‘Op weg naar rechtseenheid inzake het pleitbare standpunt?’

In mijn blog van 28 maart 2017 stond ik stil bij de verschillen tussen het strafrecht en het fiscale recht ten aanzien van de toepassing van het pleitbare standpunt. Zoals gehoopt heeft de Hoge Raad de ‘handschoen die A-G Wattel opwierp’ in zijn conclusie bij het arrest opgepakt en zo in het arrest van 21 april 2017 (ECLI:NL:HR:2017:639) rechtseenheid gecreëerd.

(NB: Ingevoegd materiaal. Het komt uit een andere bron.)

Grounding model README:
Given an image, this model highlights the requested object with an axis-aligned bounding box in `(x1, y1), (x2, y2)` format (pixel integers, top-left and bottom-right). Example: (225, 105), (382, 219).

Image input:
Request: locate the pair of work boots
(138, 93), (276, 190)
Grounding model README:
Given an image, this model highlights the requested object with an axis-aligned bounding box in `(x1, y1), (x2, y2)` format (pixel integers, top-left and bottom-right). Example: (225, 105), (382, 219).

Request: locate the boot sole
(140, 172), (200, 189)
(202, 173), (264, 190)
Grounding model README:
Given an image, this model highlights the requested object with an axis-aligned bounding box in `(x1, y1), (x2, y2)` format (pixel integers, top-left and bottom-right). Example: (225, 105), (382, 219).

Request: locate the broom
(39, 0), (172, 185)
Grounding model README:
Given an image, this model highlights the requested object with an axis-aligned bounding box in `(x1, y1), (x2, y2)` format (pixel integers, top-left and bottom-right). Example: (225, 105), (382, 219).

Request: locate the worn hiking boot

De fiscale kamer van de Hoge Raad behandelt immers in het arrest, expliciet verwijzend naar de ‘handschoen van A-G Wattel’, uitdrukkelijk  de gevolgen die moeten worden verbonden aan de aanwezigheid van een pleitbaar standpunt.

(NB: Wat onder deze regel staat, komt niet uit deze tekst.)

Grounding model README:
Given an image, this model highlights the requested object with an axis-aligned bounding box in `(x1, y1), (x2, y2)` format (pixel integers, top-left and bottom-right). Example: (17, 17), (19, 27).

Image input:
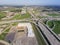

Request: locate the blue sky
(0, 0), (60, 5)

Allereerst gaat de fiscale kamer van de Hoge Raad in op het pleitbare standpunt in het fiscale bestuursrecht. De Hoge Raad oordeelt dat de aanwezigheid van een pleitbaar standpunt objectief wordt beoordeeld, daarmee eerdere jurisprudentie bevestigend.

Niet is van belang of de belastingplichtige of zijn adviseur daadwerkelijk een pleitbaar standpunt voor ogen stond op het moment van het doen van de aangifte. Wel van belang is of naar het moment van het doen van de aangifte beschouwd, zodanige argumenten waren aan te voeren dat het standpunt in de aangifte pleitbaar kan worden geacht. Kortom, een achteraf geconstrueerd pleitbaar standpunt redt de belastingplichtige.

Vervolgens gaat dezelfde kamer in op de gevolgen die een pleitbaar standpunt moet hebben in het strafrecht met betrekking tot de vraag of sprake is van voorwaardelijk opzet. De Hoge Raad stelt vast dat de voor voorwaardelijk opzet vereiste ‘aanmerkelijke kans’ zich niet voordoet bij een pleitbaar standpunt. Immers, de kans dat een aangifte onjuist is, ontbreekt als – naar objectieve maatstaven beschouwd – de belastingplichtige ‘redelijkerwijs’ kon menen juist aangifte te doen. Deze oplossing is tamelijk elegant en past in het objectieve karakter van het pleitbare standpunt in het fiscale. Ook voor ‘vol’ opzet is geen ruimte bij naar een objectieve maatstaven bepaald pleitbaar standpunt.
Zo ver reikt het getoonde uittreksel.